These are 3 very small paintings. Last year, I really got into sketching and painting very small landscapes. In spite of their size, they are among my favorite finished paintings. And something about them being together makes them seem like more than they are individually. When I look at them in isolation, they are less than impressive. Pretty blah, as a matter of fact. But I think that they are so much more dynamic, and play off of each other, together. These little paintings like being in community.
I didn't know that until they were completed. Each one, when it was finished was "ok". But when I saw them together, I was amazed, and encouraged to see that something had happened that I didn't plan. The sum was greater than it's parts.
Honestly, left to my own devices, I don't prefer community. I would rather live in my own peculiar brand of "ok-ness" than have to stretch myself, and communicate, and be social. I love solitude. No...I relish it.

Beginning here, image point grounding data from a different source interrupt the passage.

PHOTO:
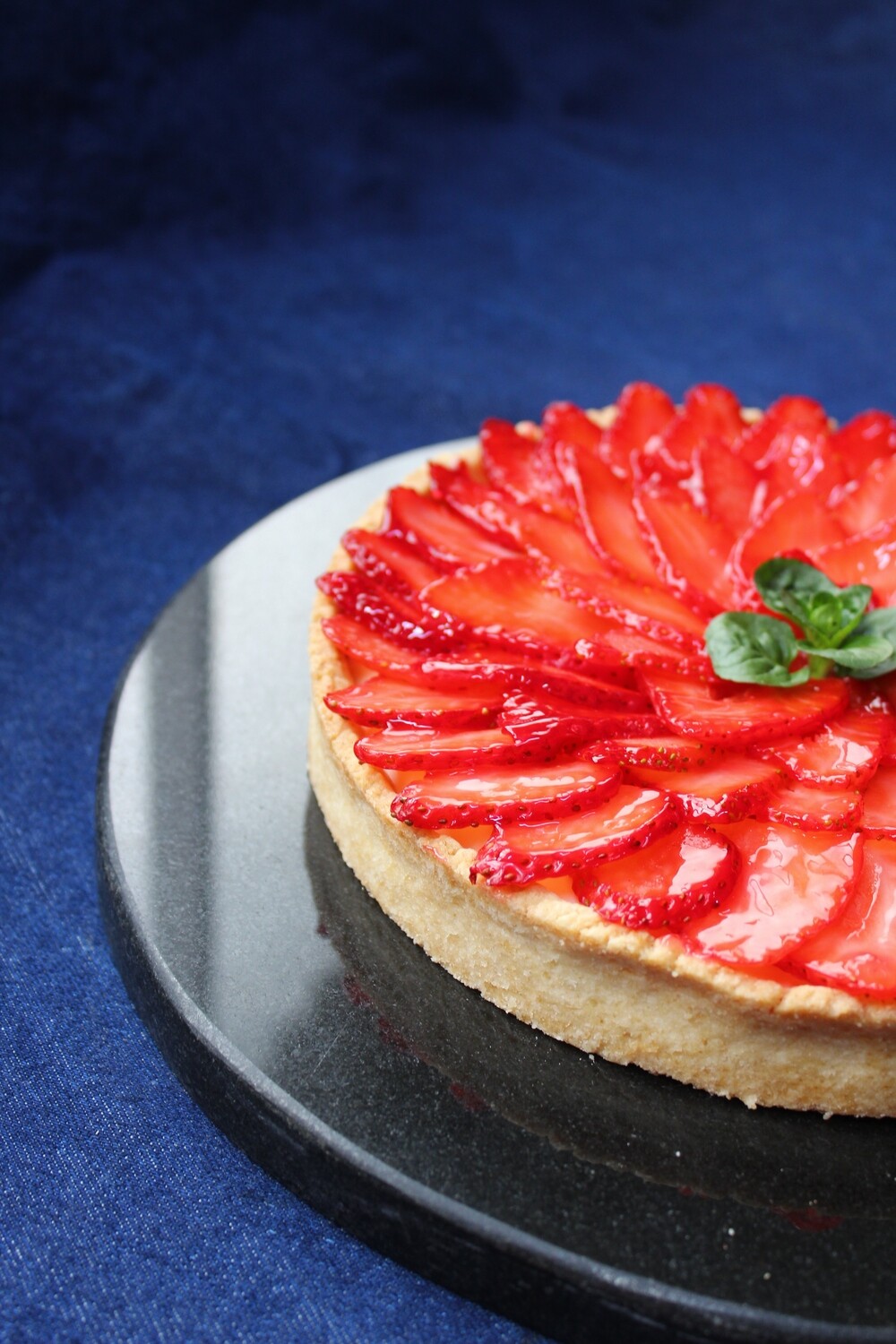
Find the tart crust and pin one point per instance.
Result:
(552, 962)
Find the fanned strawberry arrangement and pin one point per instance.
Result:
(650, 655)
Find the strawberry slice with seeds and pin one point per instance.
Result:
(842, 754)
(689, 548)
(868, 558)
(438, 532)
(727, 789)
(814, 809)
(520, 854)
(390, 562)
(745, 715)
(856, 951)
(368, 648)
(435, 749)
(678, 876)
(879, 811)
(505, 793)
(790, 884)
(522, 468)
(382, 701)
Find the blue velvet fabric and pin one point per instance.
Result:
(247, 247)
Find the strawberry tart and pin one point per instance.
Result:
(603, 718)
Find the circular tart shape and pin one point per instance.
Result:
(771, 1027)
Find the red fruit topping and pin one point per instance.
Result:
(750, 715)
(437, 531)
(790, 884)
(665, 884)
(629, 820)
(505, 793)
(868, 558)
(689, 548)
(842, 754)
(368, 648)
(814, 809)
(856, 951)
(383, 701)
(724, 790)
(524, 468)
(390, 562)
(435, 749)
(879, 803)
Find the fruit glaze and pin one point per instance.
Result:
(573, 655)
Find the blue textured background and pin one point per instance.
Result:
(241, 255)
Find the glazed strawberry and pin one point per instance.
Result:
(437, 531)
(726, 789)
(814, 809)
(790, 884)
(868, 558)
(856, 951)
(390, 562)
(879, 803)
(521, 854)
(661, 887)
(505, 793)
(689, 548)
(524, 468)
(842, 754)
(435, 749)
(368, 648)
(745, 715)
(382, 701)
(643, 411)
(603, 508)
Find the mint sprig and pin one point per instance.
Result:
(839, 633)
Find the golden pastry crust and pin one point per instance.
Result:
(556, 965)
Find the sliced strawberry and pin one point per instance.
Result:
(435, 749)
(519, 526)
(517, 672)
(723, 790)
(438, 532)
(745, 715)
(866, 440)
(520, 854)
(390, 562)
(605, 513)
(382, 701)
(689, 548)
(643, 411)
(868, 558)
(505, 793)
(402, 620)
(798, 521)
(879, 811)
(866, 500)
(842, 754)
(790, 884)
(664, 886)
(814, 809)
(856, 951)
(524, 468)
(662, 753)
(368, 648)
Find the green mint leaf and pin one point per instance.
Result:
(857, 655)
(745, 647)
(826, 613)
(879, 624)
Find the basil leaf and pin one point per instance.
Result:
(877, 624)
(826, 613)
(745, 647)
(858, 653)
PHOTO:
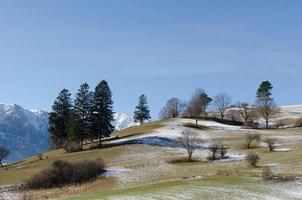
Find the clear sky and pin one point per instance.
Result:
(162, 48)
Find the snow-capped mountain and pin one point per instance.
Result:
(122, 121)
(23, 132)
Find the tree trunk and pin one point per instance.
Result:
(190, 156)
(266, 122)
(99, 141)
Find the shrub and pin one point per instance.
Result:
(223, 151)
(64, 173)
(252, 159)
(215, 149)
(298, 123)
(267, 173)
(270, 143)
(250, 137)
(70, 147)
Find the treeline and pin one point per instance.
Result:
(264, 107)
(88, 117)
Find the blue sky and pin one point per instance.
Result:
(162, 48)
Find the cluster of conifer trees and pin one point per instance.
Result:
(89, 116)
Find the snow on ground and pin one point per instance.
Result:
(211, 124)
(164, 136)
(282, 150)
(233, 158)
(113, 171)
(292, 110)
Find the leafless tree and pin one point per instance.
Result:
(218, 151)
(250, 137)
(213, 148)
(252, 159)
(198, 104)
(247, 112)
(4, 152)
(189, 141)
(265, 104)
(222, 101)
(173, 108)
(271, 142)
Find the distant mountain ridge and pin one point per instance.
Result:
(122, 121)
(25, 132)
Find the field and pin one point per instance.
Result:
(143, 164)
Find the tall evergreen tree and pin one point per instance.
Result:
(265, 103)
(80, 120)
(60, 117)
(142, 111)
(102, 112)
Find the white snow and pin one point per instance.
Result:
(113, 171)
(271, 165)
(233, 158)
(282, 150)
(122, 121)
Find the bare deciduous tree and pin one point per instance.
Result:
(266, 106)
(250, 137)
(247, 112)
(271, 142)
(218, 151)
(189, 141)
(222, 101)
(213, 148)
(198, 104)
(173, 108)
(252, 159)
(3, 154)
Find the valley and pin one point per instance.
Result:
(148, 165)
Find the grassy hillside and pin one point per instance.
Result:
(151, 171)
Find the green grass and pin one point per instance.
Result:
(22, 170)
(136, 130)
(217, 187)
(155, 176)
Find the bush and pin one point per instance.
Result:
(70, 147)
(250, 137)
(64, 173)
(298, 123)
(215, 149)
(271, 143)
(252, 159)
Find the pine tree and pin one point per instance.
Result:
(59, 118)
(266, 106)
(102, 112)
(142, 111)
(80, 120)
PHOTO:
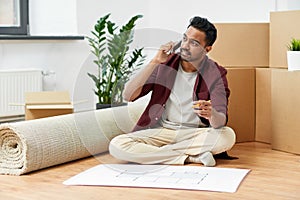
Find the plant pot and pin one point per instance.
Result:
(293, 60)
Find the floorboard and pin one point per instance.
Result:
(274, 175)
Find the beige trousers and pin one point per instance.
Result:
(167, 146)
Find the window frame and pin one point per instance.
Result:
(24, 22)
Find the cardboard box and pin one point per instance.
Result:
(284, 25)
(263, 105)
(46, 104)
(285, 110)
(242, 45)
(241, 107)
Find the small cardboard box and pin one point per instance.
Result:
(47, 104)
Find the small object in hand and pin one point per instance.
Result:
(198, 104)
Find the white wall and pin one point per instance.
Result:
(163, 20)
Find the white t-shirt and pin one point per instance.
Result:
(179, 111)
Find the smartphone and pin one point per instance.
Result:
(176, 46)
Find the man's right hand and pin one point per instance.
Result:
(163, 53)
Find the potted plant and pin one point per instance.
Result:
(293, 55)
(113, 58)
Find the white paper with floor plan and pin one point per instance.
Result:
(162, 176)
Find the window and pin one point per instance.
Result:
(13, 17)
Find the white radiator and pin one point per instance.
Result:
(13, 85)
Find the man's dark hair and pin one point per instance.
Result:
(202, 24)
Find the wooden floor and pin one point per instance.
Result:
(274, 175)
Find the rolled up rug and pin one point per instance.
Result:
(36, 144)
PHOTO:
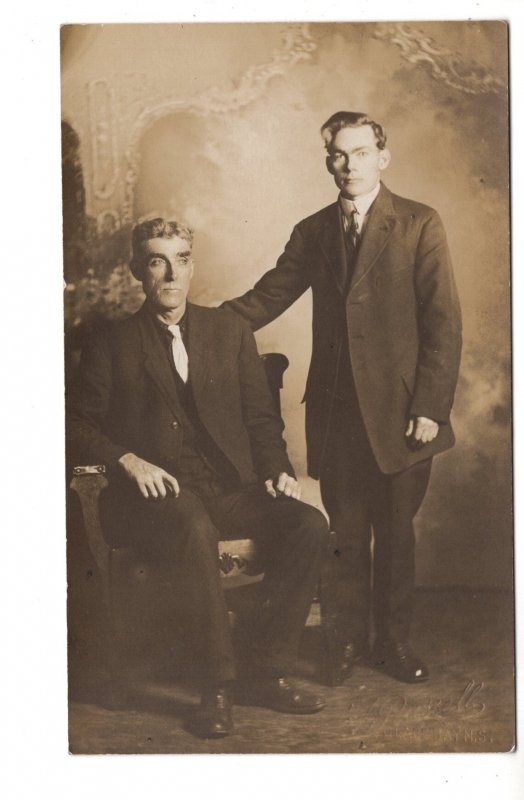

But I know that's not ok(well, maybe sometimes). I know I need to be with others in order to be who I really am. I know that the best of me is drawn out when I am not isolated. And I know that it's my God given responsibility to draw the best out in my family and my friends. This blogging adventure has me questioning so much- do I have the time for this? Isn't this selfish? But now I have 2 bloggy "friends", and we need each other's encouragement to press on with the creative call that God has given us. 3 of us figuring this out together. And that is a good thing.